将PaddleOCR-release-2.6文件夹（即开头介绍的2.6版本的项目文件）里的PPOCRLabel文件夹、Preliminary_training文件夹复制到PaddleOCR文件夹（就是开头介绍的官方项目文件）的根目录里、并在根目录下创建一个名称为inference_model的文件夹

cd 到 PPOCRLabel 目录下

cd D:\cs\PaddleOCR\PPOCRLabel

5.2 启动标注工具

终端输入命令

# todo 启动【普通模式】，用于打【检测+识别】场景的标签
PPOCRLabel --lang ch

5.3 打开数据集

5.4 标注

（1）自动标注

（2）手动标注

5.5 导出结果

5.6 数据整理

标注完成之后，还是在PPOCRLabel目录下，终端输入命令

python gen_ocr_train_val_test.py --trainValTestRatio 6:2:2 --datasetRootPath ../数据集相对路径，

#我的是在D:\cs\PaddleOCR\ppocr_img\imgs下建立了一个dataset文件夹下，将上面导出的东西和原始图像放在了这个文件夹下

因此命令是

python gen_ocr_train_val_test.py --trainValTestRatio 6:2:2 --datasetRootPath D:\cs\PaddleOCR\ppocr_img\imgs\dataset

之后会在根目录下自动创建一个train_data的文件夹

里面就是分好的数据

此时文字检测和文字识别的数据集就都制作好了。

二、训练模型

1、训练模型获取

paddleocr之gitcode

github可能下载不了模型，只能用gitcode的

下载之后在PaddleOCR根目录下建立Preliminary_training文件夹（上面已经从PaddleOCR-release-2.6文件夹中复制过来了，包括权重文件，因此不用再新建了），并将训练模型解压至该文件夹下。如下图所示：

2、det模型训练

2.1 找到det模型对应的yml文件

在项目的configs里面找到需要修改的yml文件

2.2 修改配置文件的参数（我这里以det_mv3_db.yml为例，需要修改的参数都差不多）

2.2.1 第一部分

2.2.2 第二部分

2.2.3 第三部分

2.3 开始训练

激活环境进入到PaddleOCR根目录下。

activate ocr
cd D:\cs\PaddleOCR

输入以下指令开始模型训练

python tools/train.py -c configs/det/"自己选的 det 的yml文件路径"

我的是

python tools/train.py -c configs/det/det_mv3_db.yml

出现以下画面则代表成功

3、rec模型训练

3.1 找到rec模型对应的yml文件

3.2 修改配置文件的参数（我这里以rec_chinese_lite_train_v2.0.yml为例，需要修改的参数都差不多）

3.2.1 第一部分

3.2.2 第二部分

3.2.3 第三部分

3.3 开始训练

激活环境进入到PaddleOCR根目录下。

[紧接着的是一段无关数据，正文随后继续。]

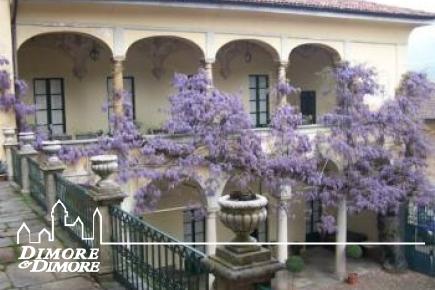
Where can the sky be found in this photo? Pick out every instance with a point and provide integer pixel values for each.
(421, 54)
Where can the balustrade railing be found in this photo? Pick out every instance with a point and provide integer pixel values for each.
(16, 163)
(145, 266)
(36, 183)
(78, 204)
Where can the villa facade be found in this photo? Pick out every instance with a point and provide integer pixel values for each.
(72, 54)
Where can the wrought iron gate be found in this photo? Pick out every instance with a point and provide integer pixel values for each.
(420, 227)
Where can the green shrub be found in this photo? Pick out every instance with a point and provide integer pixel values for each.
(295, 264)
(354, 251)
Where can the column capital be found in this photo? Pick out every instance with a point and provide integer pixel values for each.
(283, 63)
(10, 137)
(118, 58)
(212, 211)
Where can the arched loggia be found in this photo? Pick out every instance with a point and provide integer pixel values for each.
(66, 73)
(307, 71)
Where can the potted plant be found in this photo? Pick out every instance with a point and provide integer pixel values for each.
(354, 252)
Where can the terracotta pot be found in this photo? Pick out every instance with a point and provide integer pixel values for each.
(352, 278)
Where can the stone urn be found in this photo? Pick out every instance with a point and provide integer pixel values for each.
(104, 166)
(51, 150)
(9, 135)
(26, 141)
(242, 213)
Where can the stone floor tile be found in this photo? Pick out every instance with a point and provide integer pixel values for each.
(23, 277)
(77, 283)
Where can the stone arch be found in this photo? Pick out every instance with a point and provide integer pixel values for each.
(79, 64)
(271, 46)
(77, 46)
(197, 42)
(308, 63)
(153, 62)
(104, 37)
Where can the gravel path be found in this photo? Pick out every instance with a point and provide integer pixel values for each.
(384, 281)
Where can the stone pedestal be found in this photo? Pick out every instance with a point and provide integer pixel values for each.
(26, 151)
(104, 199)
(105, 194)
(242, 266)
(242, 271)
(50, 166)
(9, 142)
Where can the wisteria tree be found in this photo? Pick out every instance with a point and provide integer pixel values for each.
(380, 153)
(288, 159)
(13, 102)
(218, 136)
(401, 129)
(350, 145)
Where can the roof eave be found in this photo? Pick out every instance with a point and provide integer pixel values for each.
(415, 20)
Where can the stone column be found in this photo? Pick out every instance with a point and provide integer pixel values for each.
(9, 142)
(341, 237)
(282, 227)
(105, 194)
(7, 119)
(50, 166)
(282, 71)
(118, 86)
(208, 66)
(211, 233)
(282, 78)
(26, 151)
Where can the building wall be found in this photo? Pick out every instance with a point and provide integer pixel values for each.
(7, 120)
(380, 44)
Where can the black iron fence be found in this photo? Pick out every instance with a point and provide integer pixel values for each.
(141, 265)
(78, 212)
(36, 183)
(16, 166)
(420, 227)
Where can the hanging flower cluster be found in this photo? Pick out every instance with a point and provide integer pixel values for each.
(373, 175)
(289, 160)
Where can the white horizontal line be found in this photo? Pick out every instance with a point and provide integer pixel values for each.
(263, 243)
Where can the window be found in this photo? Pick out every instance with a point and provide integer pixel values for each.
(194, 227)
(128, 87)
(50, 105)
(259, 100)
(308, 107)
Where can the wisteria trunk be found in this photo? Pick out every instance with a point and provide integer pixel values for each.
(390, 227)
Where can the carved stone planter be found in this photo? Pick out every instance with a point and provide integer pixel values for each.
(242, 266)
(26, 141)
(243, 217)
(9, 135)
(104, 166)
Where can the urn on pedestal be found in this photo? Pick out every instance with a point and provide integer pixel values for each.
(104, 166)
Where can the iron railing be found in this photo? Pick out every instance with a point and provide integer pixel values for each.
(420, 227)
(142, 266)
(36, 183)
(78, 204)
(16, 164)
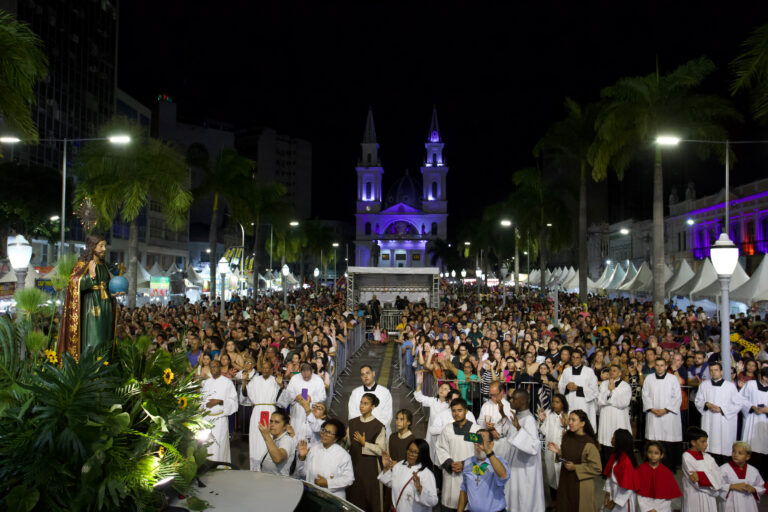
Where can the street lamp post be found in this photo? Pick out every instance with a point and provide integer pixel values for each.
(286, 271)
(222, 267)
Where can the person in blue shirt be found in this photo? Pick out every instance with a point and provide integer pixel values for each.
(483, 479)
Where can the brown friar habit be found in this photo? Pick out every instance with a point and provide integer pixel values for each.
(578, 486)
(397, 452)
(365, 491)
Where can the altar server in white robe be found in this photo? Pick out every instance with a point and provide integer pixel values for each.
(495, 413)
(755, 411)
(435, 406)
(719, 403)
(579, 385)
(452, 450)
(263, 390)
(553, 422)
(219, 401)
(521, 449)
(702, 483)
(413, 484)
(661, 404)
(383, 412)
(742, 482)
(327, 464)
(613, 398)
(292, 394)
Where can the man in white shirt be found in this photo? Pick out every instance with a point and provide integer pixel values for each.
(303, 383)
(383, 412)
(579, 385)
(220, 401)
(661, 404)
(719, 403)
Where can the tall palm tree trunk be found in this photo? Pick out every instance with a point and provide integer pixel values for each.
(583, 264)
(133, 261)
(658, 238)
(212, 246)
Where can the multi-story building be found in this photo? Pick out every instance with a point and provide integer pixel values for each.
(394, 230)
(282, 159)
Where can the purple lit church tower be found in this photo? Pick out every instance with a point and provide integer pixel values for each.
(395, 230)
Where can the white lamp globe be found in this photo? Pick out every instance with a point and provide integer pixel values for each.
(19, 252)
(724, 256)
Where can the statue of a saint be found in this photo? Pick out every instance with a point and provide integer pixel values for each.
(88, 318)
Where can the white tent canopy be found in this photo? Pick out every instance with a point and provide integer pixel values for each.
(712, 291)
(704, 277)
(679, 278)
(756, 289)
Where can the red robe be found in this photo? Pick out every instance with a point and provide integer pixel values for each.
(657, 483)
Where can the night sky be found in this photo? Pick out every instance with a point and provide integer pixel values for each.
(497, 73)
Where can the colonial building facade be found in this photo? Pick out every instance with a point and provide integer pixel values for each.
(395, 229)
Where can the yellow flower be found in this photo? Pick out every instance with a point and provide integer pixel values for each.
(52, 356)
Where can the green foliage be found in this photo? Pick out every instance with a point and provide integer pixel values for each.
(22, 65)
(751, 72)
(95, 434)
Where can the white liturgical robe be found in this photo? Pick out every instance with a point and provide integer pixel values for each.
(219, 389)
(435, 407)
(737, 501)
(452, 446)
(315, 390)
(755, 424)
(411, 500)
(695, 497)
(263, 394)
(522, 450)
(382, 412)
(721, 426)
(333, 463)
(585, 397)
(662, 393)
(614, 410)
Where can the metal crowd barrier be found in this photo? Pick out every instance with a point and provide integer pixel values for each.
(345, 352)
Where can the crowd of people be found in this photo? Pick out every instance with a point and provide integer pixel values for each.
(524, 410)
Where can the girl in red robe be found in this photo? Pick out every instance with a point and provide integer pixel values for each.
(657, 486)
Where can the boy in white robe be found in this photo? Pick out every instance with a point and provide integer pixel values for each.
(383, 412)
(719, 403)
(293, 393)
(219, 401)
(579, 385)
(742, 483)
(327, 464)
(661, 404)
(262, 390)
(452, 450)
(521, 449)
(613, 398)
(702, 483)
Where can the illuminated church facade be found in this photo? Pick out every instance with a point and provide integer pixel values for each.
(396, 229)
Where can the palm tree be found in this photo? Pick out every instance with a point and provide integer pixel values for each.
(637, 110)
(121, 180)
(24, 63)
(751, 70)
(541, 207)
(230, 174)
(571, 139)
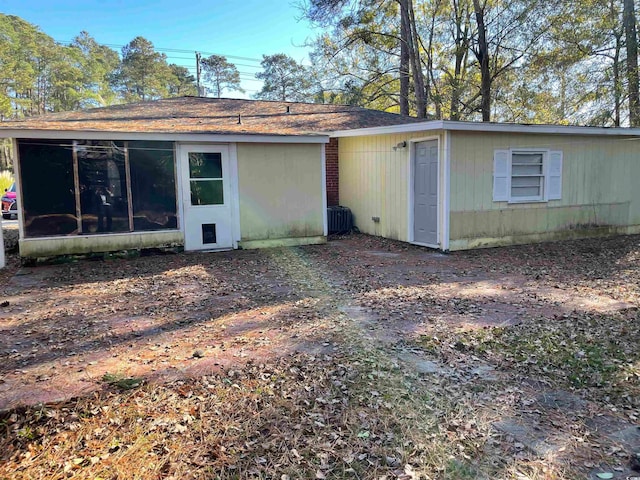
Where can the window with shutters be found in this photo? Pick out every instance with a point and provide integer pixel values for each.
(527, 175)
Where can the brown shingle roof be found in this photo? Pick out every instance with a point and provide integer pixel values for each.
(218, 116)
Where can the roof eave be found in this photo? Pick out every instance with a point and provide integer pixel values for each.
(162, 136)
(487, 127)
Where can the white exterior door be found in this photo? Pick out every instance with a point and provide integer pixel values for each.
(206, 196)
(425, 193)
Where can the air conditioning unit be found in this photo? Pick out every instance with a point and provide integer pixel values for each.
(340, 220)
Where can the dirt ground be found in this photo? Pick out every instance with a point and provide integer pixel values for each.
(518, 362)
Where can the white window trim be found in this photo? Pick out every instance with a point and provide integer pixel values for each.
(544, 197)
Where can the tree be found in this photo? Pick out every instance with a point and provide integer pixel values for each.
(631, 35)
(222, 74)
(143, 73)
(97, 63)
(180, 82)
(284, 79)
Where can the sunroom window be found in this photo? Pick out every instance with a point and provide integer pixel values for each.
(92, 187)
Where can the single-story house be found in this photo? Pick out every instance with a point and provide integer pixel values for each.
(462, 185)
(220, 173)
(202, 173)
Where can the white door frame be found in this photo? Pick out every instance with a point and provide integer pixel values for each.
(234, 206)
(411, 187)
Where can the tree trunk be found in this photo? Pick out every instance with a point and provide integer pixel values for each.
(404, 58)
(482, 54)
(460, 54)
(414, 53)
(617, 85)
(629, 21)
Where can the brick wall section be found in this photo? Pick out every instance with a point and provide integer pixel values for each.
(331, 155)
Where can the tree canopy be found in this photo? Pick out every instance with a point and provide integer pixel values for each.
(526, 61)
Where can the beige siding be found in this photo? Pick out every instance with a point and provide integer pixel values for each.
(598, 190)
(374, 181)
(280, 190)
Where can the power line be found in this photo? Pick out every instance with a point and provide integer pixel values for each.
(174, 50)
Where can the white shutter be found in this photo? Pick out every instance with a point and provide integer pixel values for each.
(501, 163)
(554, 177)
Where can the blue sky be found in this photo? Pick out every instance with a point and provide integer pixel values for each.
(243, 28)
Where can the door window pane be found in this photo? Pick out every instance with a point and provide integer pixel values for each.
(206, 192)
(205, 165)
(153, 186)
(103, 186)
(48, 193)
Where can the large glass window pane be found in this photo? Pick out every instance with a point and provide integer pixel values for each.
(48, 194)
(104, 201)
(205, 165)
(206, 192)
(153, 186)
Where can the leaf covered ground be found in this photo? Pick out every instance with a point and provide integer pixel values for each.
(362, 358)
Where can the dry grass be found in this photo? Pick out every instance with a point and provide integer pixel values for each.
(352, 408)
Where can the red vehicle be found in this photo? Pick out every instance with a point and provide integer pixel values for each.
(9, 205)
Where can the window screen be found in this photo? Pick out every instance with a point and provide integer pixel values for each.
(120, 186)
(104, 202)
(153, 185)
(527, 175)
(48, 193)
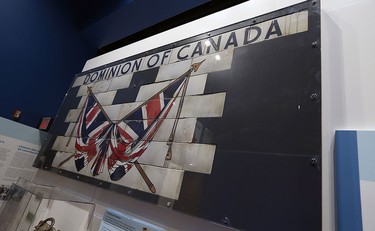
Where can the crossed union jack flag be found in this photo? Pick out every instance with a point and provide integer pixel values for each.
(122, 142)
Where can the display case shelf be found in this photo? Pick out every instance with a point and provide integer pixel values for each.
(28, 203)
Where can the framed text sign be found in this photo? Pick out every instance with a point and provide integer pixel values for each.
(225, 125)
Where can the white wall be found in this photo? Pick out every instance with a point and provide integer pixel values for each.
(348, 80)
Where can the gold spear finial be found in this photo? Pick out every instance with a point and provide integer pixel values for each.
(195, 66)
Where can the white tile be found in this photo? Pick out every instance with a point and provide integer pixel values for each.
(173, 70)
(184, 130)
(154, 154)
(120, 82)
(104, 175)
(101, 86)
(112, 111)
(132, 179)
(211, 64)
(106, 98)
(166, 181)
(192, 157)
(149, 90)
(73, 115)
(83, 89)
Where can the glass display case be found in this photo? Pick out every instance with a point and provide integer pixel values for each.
(27, 203)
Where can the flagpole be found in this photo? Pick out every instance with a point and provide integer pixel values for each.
(194, 67)
(145, 177)
(71, 134)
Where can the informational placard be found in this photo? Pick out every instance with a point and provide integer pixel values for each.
(116, 221)
(16, 160)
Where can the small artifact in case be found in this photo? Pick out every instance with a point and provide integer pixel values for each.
(43, 225)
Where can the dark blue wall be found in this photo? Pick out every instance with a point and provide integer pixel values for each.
(40, 52)
(45, 43)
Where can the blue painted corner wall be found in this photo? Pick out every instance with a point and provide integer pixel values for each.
(45, 43)
(40, 53)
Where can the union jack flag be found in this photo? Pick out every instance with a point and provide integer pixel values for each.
(121, 142)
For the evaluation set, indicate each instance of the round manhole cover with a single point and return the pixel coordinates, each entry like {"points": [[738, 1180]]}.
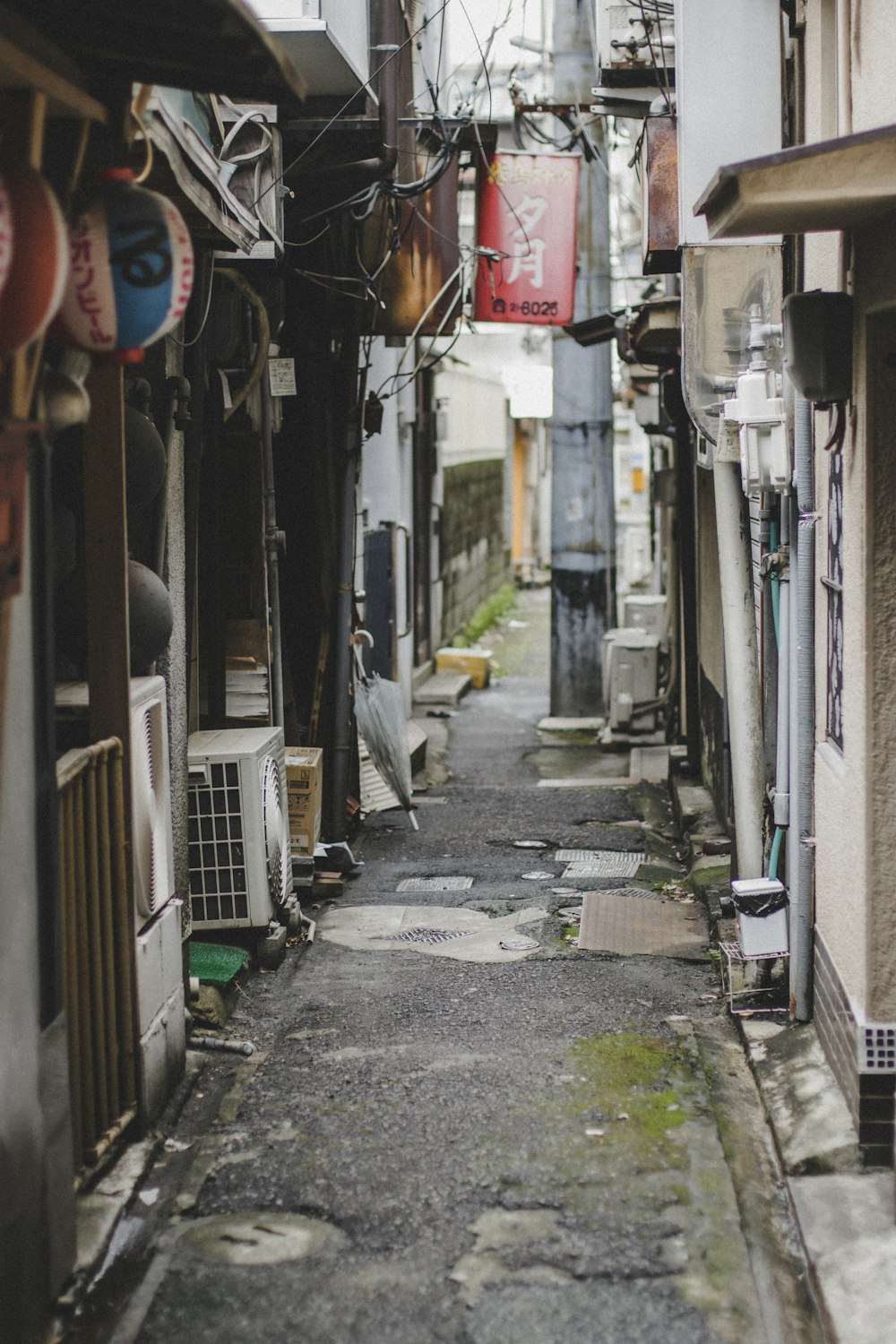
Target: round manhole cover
{"points": [[258, 1238]]}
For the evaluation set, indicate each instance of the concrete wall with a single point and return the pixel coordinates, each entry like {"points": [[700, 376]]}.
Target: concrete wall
{"points": [[474, 462], [474, 556], [856, 836], [29, 1252]]}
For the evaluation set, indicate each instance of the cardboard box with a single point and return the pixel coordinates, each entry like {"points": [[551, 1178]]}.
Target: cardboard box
{"points": [[304, 793], [473, 663]]}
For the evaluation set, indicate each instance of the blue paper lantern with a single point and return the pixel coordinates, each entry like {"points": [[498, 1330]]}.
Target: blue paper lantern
{"points": [[132, 271]]}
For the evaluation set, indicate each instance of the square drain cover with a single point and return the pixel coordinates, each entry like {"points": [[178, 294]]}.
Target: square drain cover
{"points": [[602, 863], [435, 883]]}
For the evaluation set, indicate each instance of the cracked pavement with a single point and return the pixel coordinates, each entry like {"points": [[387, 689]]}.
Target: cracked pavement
{"points": [[432, 1148]]}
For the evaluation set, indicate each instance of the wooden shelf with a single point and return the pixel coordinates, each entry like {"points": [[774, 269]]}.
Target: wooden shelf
{"points": [[22, 73]]}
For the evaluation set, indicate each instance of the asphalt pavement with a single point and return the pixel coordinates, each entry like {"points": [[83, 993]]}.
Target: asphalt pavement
{"points": [[458, 1126]]}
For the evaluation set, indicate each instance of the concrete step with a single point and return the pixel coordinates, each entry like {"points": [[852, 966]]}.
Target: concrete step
{"points": [[443, 688]]}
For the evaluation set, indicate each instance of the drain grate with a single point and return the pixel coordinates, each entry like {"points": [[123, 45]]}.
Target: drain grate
{"points": [[435, 884], [429, 935], [600, 863]]}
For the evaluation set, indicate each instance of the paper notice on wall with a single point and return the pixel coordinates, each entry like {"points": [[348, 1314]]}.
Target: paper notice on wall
{"points": [[281, 375]]}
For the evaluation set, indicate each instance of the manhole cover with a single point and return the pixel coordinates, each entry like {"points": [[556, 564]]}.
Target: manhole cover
{"points": [[429, 935], [603, 863], [258, 1239], [435, 884]]}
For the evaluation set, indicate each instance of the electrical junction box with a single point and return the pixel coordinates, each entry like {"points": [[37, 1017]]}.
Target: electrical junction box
{"points": [[659, 250], [630, 660], [626, 34], [818, 346], [759, 411], [646, 612]]}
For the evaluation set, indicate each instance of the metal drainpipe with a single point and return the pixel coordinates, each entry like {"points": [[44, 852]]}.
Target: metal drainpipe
{"points": [[273, 542], [785, 687], [343, 621], [742, 667], [804, 690]]}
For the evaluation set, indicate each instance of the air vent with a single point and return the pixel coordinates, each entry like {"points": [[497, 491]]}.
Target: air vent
{"points": [[876, 1047]]}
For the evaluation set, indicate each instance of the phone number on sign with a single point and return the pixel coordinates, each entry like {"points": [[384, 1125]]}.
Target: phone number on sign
{"points": [[528, 308]]}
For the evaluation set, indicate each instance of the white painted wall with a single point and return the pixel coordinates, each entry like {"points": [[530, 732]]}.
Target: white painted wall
{"points": [[474, 406], [852, 919], [386, 484]]}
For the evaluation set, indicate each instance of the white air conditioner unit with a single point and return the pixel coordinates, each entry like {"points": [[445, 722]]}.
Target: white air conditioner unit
{"points": [[239, 863], [151, 797], [630, 664], [153, 862], [646, 612]]}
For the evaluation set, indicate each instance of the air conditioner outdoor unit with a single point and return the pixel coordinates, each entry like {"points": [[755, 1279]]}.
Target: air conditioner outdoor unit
{"points": [[153, 862], [630, 666], [239, 863]]}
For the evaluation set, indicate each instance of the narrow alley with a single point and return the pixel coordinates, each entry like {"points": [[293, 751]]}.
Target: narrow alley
{"points": [[457, 1125]]}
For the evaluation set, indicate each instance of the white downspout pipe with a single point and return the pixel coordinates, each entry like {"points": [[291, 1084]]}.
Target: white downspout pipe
{"points": [[802, 728], [742, 667]]}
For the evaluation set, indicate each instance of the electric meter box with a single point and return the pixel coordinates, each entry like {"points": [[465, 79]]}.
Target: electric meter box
{"points": [[818, 346], [645, 612]]}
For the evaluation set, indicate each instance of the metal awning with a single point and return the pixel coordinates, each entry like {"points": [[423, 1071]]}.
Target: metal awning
{"points": [[839, 183], [209, 46]]}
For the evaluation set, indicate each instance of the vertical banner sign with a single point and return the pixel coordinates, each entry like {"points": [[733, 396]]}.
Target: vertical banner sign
{"points": [[527, 210]]}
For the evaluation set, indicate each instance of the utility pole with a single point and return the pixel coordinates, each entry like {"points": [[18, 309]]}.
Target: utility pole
{"points": [[583, 540]]}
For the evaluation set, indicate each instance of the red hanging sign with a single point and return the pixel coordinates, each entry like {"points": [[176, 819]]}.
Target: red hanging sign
{"points": [[527, 209]]}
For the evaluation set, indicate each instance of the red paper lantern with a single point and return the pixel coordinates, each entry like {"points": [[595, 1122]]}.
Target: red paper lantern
{"points": [[5, 234], [132, 271], [37, 255]]}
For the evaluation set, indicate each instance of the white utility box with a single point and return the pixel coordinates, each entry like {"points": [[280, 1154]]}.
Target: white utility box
{"points": [[761, 935], [645, 612], [630, 661]]}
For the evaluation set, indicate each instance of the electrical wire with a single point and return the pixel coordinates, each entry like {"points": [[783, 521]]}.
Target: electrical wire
{"points": [[309, 241], [351, 99], [185, 344]]}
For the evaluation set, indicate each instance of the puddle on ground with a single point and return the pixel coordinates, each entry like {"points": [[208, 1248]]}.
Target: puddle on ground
{"points": [[258, 1238], [565, 762]]}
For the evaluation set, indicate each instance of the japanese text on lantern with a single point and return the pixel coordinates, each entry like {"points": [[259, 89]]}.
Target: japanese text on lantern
{"points": [[527, 209]]}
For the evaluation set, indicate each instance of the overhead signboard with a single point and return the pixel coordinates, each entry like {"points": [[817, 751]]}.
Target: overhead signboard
{"points": [[527, 209]]}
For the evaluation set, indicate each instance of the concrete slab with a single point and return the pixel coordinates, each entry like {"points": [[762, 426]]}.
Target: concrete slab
{"points": [[559, 725], [847, 1223], [443, 688], [649, 763], [806, 1107]]}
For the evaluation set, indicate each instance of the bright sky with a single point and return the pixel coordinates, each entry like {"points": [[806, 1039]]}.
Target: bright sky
{"points": [[469, 21]]}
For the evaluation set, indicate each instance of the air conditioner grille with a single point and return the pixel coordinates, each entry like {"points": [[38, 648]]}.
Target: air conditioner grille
{"points": [[218, 882]]}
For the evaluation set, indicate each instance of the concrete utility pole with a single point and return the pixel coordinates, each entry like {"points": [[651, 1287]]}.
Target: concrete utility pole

输入以下指令开始模型训练

python tools/train.py -c configs/rec/"自己选的 rec 的yml文件路径"

我的是

python tools/train.py -c configs/rec/ch_ppocr_v2.0/rec_chinese_lite_train_v2.0.yml

出现以下画面则代表成功

最后训练好可以在./output 下面查看训练后的模型

三、转换成推理模型

需要将生成的转换成为infer文件命令如下:

需要修改三个地方，改的时候去掉引号

#  将生成的模型转换成    infer 文件                                                                        最好的模型轮数                                  保存的目录地址
python tools/export_model.py -c configs/"det or rec 对应的yml地址" -o Global.checkpoints=./output/"需要转换的模型地址"/best_accuracy Global.save_inference_dir=./"模型保存地址"/

例如我的是

det 和 rec

python tools/export_model.py -c configs/det/det_mv3_db.yml -o Global.checkpoints=./output/label_ocr_11_8/det/latest Global.save_inference_dir=./inference_model/det/

python tools/export_model.py -c configs/rec/ch_ppocr_v2.0/rec_chinese_lite_train_v2.0.yml -o Global.pretrained_model=./output/label_ocr_11_8/rec/latest Global.save_inference_dir=./inference_model/rec/

转换后的模型会保存在你创建的目录下

四、测试

将det和rec模型替换成自己路径下的模型即可

这个代码是预测文件夹的示例

import os
from PIL import Image


def batch_ocr(input_dir, output_dir):
    from paddleocr import PaddleOCR, draw_ocr

    ocr = PaddleOCR(det_model_dir='inference_model/det', rec_model_dir='inference_model/rec', use_angle_cls=True,
                    use_gpu=False)

    # 遍历输入文件夹下的所有图片文件
    for filename in os.listdir(input_dir):
        if filename.endswith('.jpg') or filename.endswith('.jpeg') or filename.endswith('.png'):
            img_path = os.path.join(input_dir, filename)

            # 进行 OCR 识别
            result = ocr.ocr(img_path, cls=True)[0]
            if result is not None:
                # 获取识别结果的坐标、文本和置信度
                boxes = [line[0] for line in result]
                txts = [line[1][0] for line in result]
                scores = [line[1][1] for line in result]

                # 读取原始图片
                image = Image.open(img_path).convert('RGB')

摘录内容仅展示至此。